The position taken in connection with the notion of a dependent agent is even clearer and more innovative. The judgments reinterpreted the concept of an agent acting for the account of an enterprise, with powers of attorney to contract in the name and for the account of the said enterprise. Despite the wording of Article 5 of the Spain-Ireland tax treaty and of domestic Spanish legislation, the Supreme Court upheld the position taken by the tax authorities and affirmed that representation does not have to be direct.
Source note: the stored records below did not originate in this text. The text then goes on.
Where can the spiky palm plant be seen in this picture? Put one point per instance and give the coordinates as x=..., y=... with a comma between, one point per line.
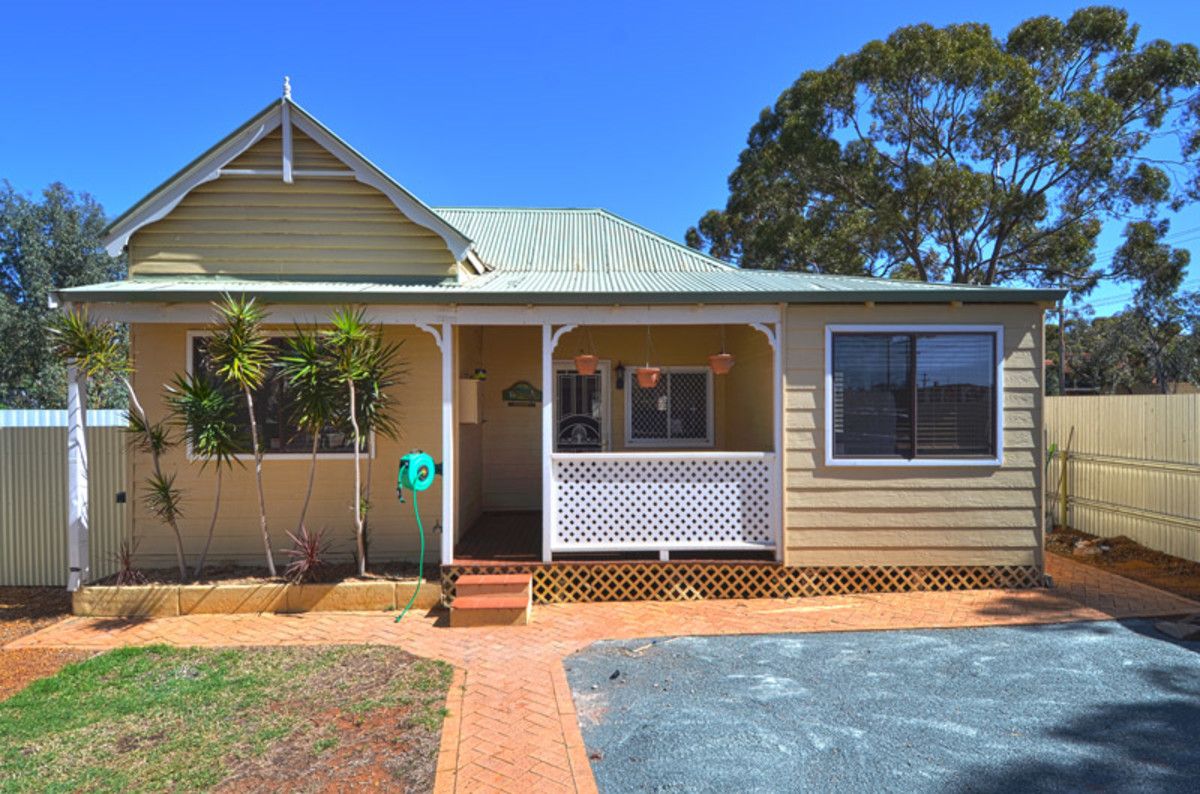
x=241, y=354
x=95, y=350
x=207, y=411
x=316, y=396
x=352, y=342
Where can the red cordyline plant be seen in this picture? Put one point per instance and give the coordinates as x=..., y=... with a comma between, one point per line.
x=307, y=554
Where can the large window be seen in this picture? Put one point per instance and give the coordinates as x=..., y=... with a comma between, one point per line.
x=924, y=395
x=274, y=411
x=678, y=411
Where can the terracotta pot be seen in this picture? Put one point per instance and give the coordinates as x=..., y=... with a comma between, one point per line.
x=721, y=362
x=586, y=364
x=648, y=377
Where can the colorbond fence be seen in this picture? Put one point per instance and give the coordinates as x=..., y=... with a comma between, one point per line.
x=1133, y=468
x=34, y=494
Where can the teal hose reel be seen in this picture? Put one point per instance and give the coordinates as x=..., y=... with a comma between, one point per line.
x=415, y=474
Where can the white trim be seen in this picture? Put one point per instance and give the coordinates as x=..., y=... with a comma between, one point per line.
x=300, y=456
x=286, y=149
x=205, y=170
x=665, y=547
x=999, y=334
x=286, y=110
x=606, y=389
x=317, y=313
x=445, y=342
x=693, y=444
x=547, y=441
x=699, y=455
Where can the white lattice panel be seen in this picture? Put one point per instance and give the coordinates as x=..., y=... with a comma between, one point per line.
x=669, y=501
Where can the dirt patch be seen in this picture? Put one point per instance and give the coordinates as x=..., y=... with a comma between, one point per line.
x=1131, y=559
x=24, y=611
x=253, y=575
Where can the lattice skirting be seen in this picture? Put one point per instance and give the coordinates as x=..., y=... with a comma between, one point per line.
x=575, y=582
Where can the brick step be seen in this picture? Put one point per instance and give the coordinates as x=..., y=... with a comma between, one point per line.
x=492, y=609
x=473, y=584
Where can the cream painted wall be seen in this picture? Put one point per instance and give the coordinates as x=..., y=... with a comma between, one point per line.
x=160, y=352
x=913, y=516
x=262, y=226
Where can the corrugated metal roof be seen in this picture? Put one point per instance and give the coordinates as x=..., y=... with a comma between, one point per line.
x=571, y=240
x=567, y=256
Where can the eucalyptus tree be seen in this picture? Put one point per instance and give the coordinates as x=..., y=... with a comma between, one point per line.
x=97, y=349
x=243, y=354
x=207, y=411
x=364, y=366
x=317, y=397
x=953, y=155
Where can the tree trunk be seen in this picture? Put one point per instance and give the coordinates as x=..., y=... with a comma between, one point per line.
x=312, y=477
x=1062, y=349
x=180, y=559
x=213, y=524
x=258, y=480
x=366, y=495
x=358, y=486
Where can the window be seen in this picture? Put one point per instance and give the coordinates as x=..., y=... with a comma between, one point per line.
x=678, y=411
x=924, y=395
x=277, y=432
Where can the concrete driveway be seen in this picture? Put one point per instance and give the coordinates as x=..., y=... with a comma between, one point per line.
x=1107, y=705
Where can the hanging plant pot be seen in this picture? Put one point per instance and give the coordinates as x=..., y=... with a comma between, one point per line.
x=648, y=377
x=586, y=364
x=721, y=362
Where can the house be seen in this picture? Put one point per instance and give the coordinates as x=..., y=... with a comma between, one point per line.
x=871, y=434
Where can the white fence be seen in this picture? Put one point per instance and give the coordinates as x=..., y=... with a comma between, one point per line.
x=34, y=494
x=1132, y=468
x=663, y=501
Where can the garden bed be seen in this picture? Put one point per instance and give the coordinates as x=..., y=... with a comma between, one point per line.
x=252, y=596
x=1129, y=559
x=245, y=720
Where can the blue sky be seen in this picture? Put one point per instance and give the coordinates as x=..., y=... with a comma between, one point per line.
x=637, y=107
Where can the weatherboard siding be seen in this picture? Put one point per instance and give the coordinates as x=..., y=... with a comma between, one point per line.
x=160, y=352
x=257, y=226
x=912, y=516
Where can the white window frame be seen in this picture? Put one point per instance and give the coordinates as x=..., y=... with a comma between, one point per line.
x=709, y=439
x=273, y=456
x=995, y=461
x=605, y=367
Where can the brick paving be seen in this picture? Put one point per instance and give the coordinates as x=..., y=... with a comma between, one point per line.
x=513, y=726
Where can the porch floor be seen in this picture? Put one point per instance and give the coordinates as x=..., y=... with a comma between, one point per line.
x=515, y=537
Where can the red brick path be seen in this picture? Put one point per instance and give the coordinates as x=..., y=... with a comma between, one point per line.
x=513, y=726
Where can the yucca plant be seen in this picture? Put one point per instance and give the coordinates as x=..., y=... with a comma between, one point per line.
x=317, y=398
x=241, y=354
x=377, y=409
x=307, y=553
x=360, y=364
x=95, y=350
x=207, y=411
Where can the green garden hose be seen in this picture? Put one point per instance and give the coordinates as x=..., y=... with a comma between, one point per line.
x=417, y=473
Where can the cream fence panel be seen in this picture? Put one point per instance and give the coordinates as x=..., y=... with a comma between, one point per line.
x=34, y=494
x=1133, y=468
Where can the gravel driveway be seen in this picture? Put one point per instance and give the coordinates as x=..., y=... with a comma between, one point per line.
x=1108, y=707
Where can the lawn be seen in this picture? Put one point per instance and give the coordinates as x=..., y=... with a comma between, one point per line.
x=159, y=719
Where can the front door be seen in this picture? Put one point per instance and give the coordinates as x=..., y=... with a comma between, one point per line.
x=581, y=409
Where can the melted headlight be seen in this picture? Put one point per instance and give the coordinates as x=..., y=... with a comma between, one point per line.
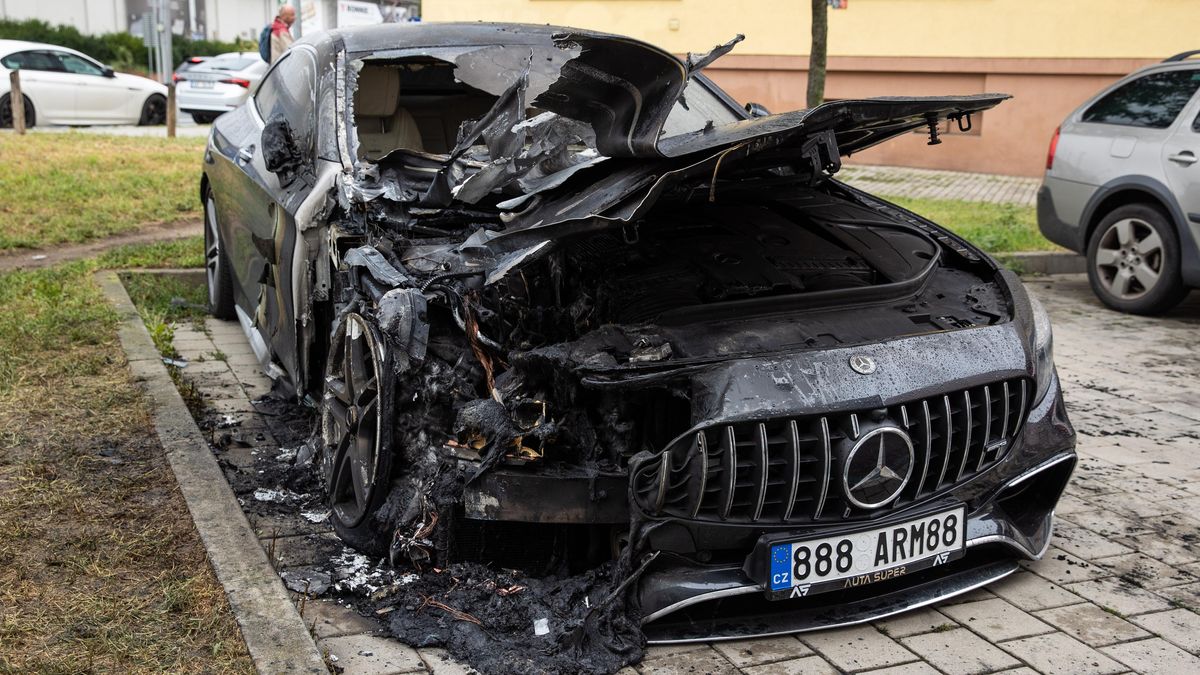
x=1043, y=346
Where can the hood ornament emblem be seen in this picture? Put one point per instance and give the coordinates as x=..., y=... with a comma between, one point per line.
x=862, y=364
x=877, y=467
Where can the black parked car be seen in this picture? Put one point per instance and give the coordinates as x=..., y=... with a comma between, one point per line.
x=561, y=299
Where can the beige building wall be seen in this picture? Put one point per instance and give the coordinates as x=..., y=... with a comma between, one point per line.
x=1049, y=54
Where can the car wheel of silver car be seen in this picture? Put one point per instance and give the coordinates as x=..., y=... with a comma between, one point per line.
x=355, y=428
x=1133, y=261
x=216, y=266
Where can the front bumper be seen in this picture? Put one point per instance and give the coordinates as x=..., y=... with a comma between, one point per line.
x=1011, y=513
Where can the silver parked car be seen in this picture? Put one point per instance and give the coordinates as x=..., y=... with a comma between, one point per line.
x=1121, y=186
x=219, y=84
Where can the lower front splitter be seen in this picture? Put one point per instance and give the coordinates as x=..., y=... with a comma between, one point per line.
x=751, y=615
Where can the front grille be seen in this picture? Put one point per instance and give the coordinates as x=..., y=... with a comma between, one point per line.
x=786, y=470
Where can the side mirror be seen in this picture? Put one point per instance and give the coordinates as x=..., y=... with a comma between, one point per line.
x=281, y=153
x=757, y=109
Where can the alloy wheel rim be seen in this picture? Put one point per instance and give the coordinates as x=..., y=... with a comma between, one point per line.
x=211, y=250
x=1129, y=258
x=352, y=422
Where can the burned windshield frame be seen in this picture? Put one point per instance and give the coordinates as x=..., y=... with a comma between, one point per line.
x=702, y=100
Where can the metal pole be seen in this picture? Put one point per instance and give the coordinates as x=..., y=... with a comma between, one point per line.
x=299, y=25
x=171, y=109
x=17, y=101
x=167, y=55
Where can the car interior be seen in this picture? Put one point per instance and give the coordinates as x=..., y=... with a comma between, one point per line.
x=413, y=105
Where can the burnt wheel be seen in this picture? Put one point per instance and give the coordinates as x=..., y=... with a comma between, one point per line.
x=216, y=266
x=355, y=425
x=154, y=111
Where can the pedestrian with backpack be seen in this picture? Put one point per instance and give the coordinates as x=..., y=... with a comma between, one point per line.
x=276, y=37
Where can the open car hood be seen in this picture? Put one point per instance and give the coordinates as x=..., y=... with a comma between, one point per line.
x=856, y=124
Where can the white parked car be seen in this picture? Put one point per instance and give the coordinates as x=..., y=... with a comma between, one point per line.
x=219, y=84
x=65, y=87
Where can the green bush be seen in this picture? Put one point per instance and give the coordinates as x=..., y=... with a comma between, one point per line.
x=118, y=49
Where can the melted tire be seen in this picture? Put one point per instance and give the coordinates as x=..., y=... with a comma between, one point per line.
x=361, y=530
x=221, y=304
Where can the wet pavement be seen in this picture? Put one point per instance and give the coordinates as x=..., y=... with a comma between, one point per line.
x=1119, y=590
x=933, y=184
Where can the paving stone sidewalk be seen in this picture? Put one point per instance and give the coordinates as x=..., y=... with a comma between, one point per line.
x=904, y=181
x=1119, y=591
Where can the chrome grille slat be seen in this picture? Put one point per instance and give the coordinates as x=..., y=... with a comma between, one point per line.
x=763, y=467
x=1023, y=411
x=789, y=466
x=929, y=448
x=731, y=470
x=1003, y=425
x=793, y=442
x=702, y=452
x=949, y=440
x=826, y=460
x=987, y=428
x=966, y=444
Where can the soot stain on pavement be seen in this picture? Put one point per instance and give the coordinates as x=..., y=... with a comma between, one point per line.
x=497, y=620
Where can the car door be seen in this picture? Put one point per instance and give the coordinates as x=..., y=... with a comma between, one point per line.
x=259, y=211
x=99, y=99
x=1128, y=127
x=46, y=83
x=1181, y=160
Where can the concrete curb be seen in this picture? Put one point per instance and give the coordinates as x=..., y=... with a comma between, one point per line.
x=1044, y=262
x=270, y=625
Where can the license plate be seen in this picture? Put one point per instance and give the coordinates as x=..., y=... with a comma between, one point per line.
x=846, y=561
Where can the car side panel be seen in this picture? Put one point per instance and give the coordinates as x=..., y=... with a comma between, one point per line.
x=53, y=95
x=1182, y=177
x=235, y=196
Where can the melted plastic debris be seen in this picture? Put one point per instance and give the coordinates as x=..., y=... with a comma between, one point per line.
x=277, y=495
x=354, y=572
x=315, y=515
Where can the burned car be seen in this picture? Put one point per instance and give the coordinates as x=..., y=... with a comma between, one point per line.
x=563, y=304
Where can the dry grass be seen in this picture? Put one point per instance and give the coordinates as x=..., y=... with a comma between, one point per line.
x=72, y=187
x=101, y=568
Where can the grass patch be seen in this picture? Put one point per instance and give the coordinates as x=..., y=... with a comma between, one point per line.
x=996, y=228
x=101, y=568
x=72, y=187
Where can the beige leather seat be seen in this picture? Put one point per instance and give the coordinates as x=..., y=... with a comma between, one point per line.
x=382, y=124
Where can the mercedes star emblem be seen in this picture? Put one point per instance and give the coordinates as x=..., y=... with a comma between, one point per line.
x=862, y=364
x=877, y=467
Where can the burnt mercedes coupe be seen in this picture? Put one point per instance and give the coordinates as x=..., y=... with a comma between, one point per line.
x=561, y=302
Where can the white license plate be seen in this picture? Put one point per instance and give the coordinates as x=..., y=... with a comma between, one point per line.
x=845, y=561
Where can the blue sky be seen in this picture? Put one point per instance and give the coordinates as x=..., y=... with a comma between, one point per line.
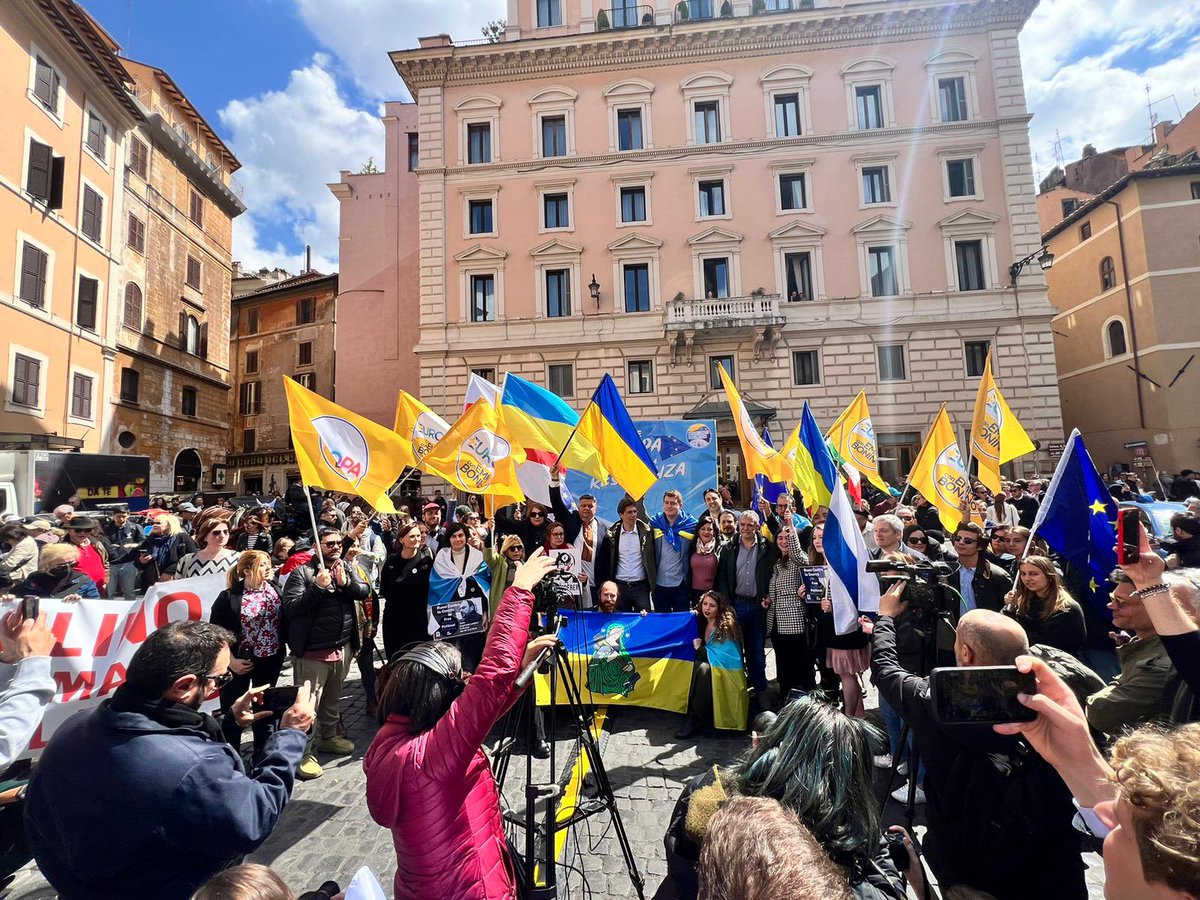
x=295, y=87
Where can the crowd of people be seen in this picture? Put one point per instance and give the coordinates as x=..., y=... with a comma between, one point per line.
x=1116, y=737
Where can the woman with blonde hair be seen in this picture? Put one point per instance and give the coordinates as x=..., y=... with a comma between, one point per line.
x=252, y=610
x=1044, y=609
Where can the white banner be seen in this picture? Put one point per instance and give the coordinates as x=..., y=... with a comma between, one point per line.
x=97, y=640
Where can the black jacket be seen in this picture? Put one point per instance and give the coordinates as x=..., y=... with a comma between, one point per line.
x=316, y=619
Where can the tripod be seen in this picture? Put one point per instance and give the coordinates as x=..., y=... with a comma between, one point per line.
x=538, y=874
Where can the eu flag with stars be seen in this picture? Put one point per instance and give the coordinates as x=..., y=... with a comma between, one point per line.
x=1078, y=520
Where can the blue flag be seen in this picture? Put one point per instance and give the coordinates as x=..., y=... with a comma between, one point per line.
x=1078, y=520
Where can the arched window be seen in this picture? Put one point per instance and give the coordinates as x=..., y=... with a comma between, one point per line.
x=132, y=306
x=1108, y=274
x=1114, y=337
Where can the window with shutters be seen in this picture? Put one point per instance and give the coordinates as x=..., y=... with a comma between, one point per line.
x=34, y=265
x=27, y=381
x=132, y=312
x=87, y=303
x=93, y=214
x=137, y=239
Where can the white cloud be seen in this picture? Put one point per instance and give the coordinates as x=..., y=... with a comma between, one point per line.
x=291, y=143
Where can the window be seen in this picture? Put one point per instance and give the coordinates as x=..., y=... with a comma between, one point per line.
x=81, y=395
x=34, y=265
x=882, y=268
x=87, y=304
x=193, y=273
x=875, y=185
x=952, y=99
x=975, y=354
x=93, y=214
x=717, y=277
x=629, y=130
x=641, y=377
x=1114, y=333
x=792, y=193
x=550, y=13
x=483, y=298
x=480, y=213
x=712, y=198
x=131, y=315
x=960, y=177
x=798, y=271
x=27, y=381
x=196, y=209
x=555, y=209
x=714, y=370
x=558, y=293
x=805, y=367
x=633, y=204
x=637, y=287
x=131, y=382
x=892, y=363
x=1108, y=274
x=249, y=399
x=139, y=159
x=137, y=237
x=869, y=101
x=708, y=123
x=561, y=379
x=969, y=261
x=787, y=115
x=479, y=143
x=553, y=136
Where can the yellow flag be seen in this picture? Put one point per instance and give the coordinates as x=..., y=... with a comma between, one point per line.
x=941, y=474
x=996, y=436
x=478, y=455
x=418, y=424
x=340, y=450
x=761, y=460
x=853, y=438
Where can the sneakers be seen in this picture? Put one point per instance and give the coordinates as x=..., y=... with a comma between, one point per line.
x=336, y=745
x=901, y=795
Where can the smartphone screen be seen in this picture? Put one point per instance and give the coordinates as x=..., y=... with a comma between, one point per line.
x=981, y=695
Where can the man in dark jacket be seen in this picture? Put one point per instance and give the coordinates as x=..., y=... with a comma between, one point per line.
x=321, y=621
x=1000, y=819
x=743, y=577
x=142, y=797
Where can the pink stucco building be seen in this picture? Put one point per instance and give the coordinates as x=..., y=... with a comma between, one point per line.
x=822, y=198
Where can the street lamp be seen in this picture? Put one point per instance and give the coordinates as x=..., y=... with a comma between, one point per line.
x=1044, y=257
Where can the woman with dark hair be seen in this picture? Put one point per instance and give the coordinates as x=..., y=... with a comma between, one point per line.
x=816, y=761
x=427, y=778
x=405, y=587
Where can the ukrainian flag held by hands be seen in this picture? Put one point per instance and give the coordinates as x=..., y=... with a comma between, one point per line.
x=340, y=450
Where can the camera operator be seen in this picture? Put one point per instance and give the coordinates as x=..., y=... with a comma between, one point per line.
x=427, y=778
x=995, y=810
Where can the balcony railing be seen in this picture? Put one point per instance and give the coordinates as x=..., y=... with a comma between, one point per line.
x=621, y=17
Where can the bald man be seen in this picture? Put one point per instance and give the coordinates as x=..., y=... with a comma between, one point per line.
x=985, y=829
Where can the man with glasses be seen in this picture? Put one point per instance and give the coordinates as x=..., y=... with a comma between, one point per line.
x=143, y=797
x=319, y=611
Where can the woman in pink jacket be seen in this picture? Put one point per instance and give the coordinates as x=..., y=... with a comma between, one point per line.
x=427, y=778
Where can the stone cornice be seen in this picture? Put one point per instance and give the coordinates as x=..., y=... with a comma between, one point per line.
x=862, y=25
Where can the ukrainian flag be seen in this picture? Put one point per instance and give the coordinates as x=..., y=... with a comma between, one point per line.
x=627, y=659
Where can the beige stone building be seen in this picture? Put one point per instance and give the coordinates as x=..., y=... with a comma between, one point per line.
x=283, y=329
x=822, y=198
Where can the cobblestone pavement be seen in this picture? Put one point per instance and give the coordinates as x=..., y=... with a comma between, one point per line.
x=325, y=832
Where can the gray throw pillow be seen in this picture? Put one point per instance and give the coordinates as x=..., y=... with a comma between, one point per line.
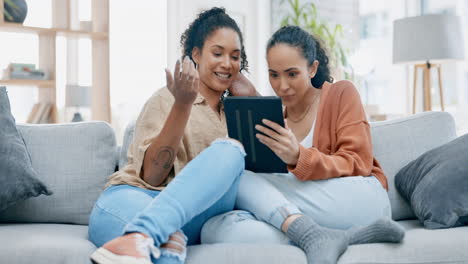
x=436, y=185
x=17, y=176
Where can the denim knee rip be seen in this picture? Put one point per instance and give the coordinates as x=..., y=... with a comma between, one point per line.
x=174, y=253
x=231, y=141
x=281, y=213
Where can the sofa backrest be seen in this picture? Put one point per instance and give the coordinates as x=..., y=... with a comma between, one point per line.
x=395, y=143
x=74, y=161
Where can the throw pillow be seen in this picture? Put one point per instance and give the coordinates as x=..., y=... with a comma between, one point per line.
x=17, y=176
x=436, y=185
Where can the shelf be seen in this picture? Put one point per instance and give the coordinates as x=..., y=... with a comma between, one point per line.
x=38, y=83
x=19, y=28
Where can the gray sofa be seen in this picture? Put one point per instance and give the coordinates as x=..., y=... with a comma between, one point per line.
x=74, y=160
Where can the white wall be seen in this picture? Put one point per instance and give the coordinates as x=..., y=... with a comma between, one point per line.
x=138, y=34
x=256, y=31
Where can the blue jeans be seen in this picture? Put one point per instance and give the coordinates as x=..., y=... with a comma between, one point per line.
x=206, y=187
x=267, y=200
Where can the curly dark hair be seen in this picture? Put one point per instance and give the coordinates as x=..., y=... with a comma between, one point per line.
x=204, y=25
x=310, y=47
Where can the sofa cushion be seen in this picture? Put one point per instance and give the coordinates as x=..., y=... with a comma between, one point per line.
x=245, y=254
x=436, y=185
x=74, y=160
x=419, y=246
x=45, y=244
x=398, y=142
x=18, y=178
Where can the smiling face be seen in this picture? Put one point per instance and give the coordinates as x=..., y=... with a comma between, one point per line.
x=289, y=73
x=219, y=60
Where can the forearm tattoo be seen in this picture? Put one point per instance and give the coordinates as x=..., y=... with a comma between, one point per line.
x=165, y=158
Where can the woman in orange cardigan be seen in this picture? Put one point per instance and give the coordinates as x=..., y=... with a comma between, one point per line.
x=335, y=192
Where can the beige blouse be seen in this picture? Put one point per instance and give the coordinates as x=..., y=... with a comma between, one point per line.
x=204, y=126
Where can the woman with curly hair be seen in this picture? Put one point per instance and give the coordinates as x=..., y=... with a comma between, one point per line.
x=335, y=192
x=156, y=205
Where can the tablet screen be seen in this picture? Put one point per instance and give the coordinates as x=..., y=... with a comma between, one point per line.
x=242, y=114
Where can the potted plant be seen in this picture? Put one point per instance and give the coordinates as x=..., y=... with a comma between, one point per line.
x=305, y=16
x=15, y=10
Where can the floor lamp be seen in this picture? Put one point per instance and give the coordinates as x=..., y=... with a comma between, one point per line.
x=426, y=41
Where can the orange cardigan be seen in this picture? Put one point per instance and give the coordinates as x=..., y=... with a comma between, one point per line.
x=342, y=143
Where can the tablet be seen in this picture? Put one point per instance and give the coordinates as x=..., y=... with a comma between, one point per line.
x=242, y=114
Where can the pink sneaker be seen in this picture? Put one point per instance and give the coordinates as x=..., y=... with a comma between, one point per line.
x=128, y=249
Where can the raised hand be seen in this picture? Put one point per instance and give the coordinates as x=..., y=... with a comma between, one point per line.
x=280, y=140
x=185, y=83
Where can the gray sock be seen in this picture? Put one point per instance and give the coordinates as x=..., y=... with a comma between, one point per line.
x=321, y=245
x=382, y=230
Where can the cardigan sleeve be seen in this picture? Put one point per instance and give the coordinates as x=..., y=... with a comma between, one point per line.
x=351, y=154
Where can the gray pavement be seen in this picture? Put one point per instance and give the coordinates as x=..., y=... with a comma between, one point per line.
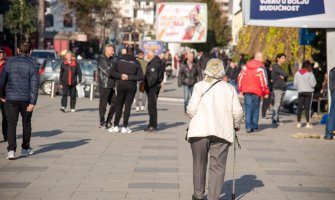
x=76, y=160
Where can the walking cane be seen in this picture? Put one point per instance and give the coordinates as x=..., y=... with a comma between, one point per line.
x=233, y=197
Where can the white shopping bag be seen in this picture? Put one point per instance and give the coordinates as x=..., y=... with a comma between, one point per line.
x=80, y=91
Instead, it is sufficient for the agent to be able to execute agreements under which the economic consequences are binding on the non-resident entity, even if the commission agent acts in its own name vis-à-vis third parties.
The Supreme Court consciously distanced itself from the position taken by other foreign courts, in particular, by the French Council of State in the Zimmer case of March 31 2010. If the commission agent is economically dependent and the internal relationships between the principal and the commission agent are binding on the principal, the commission agent is, in the opinion of the Spanish courts, actually acting in the name of its principal.
In this context, the Supreme Court also takes the view that international taxation should seek the equitable allocation of business profits among the states, in a globalised market on which multinational companies attempt to transfer the profits obtained in other states to a state with lower taxation. For this very reason, a strict, literal or static interpretation can no longer be given to tax treaties.
Thus, in its judgment, the Spanish Supreme Court followed the course it initiated with the judgments of January 12 2012 and June 18 2014, sharing the view taken by the tax authorities in favour of a flexible interpretation of Article 5 of the tax treaties and a broad use of the PE provision in Spain, as well as denying treatment as ancillary or preparatory activities to the complex presence in Spain of multinational groups through commission, sales promotion or toll manufacturing structures.
Lastly, in all such cases, the debate on how much income is to be allocated to the presumed PE has become secondary, given that the starting point was a situation in which the non-resident entity denied that it had a PE. The tax authorities determined the tax base on the sales made in Spain through the resident subsidiary. We are already well aware of the difficulties inherent in the functional analysis of an establishment deemed to exist by virtue of the tasks carried out by a resident subsidiary. The latest efforts of the OECD in the context of Action 7 of the BEPS Project highlight these difficulties most notably, especially when avoiding confusion between the compensation of the PE and that of the resident subsidiary itself.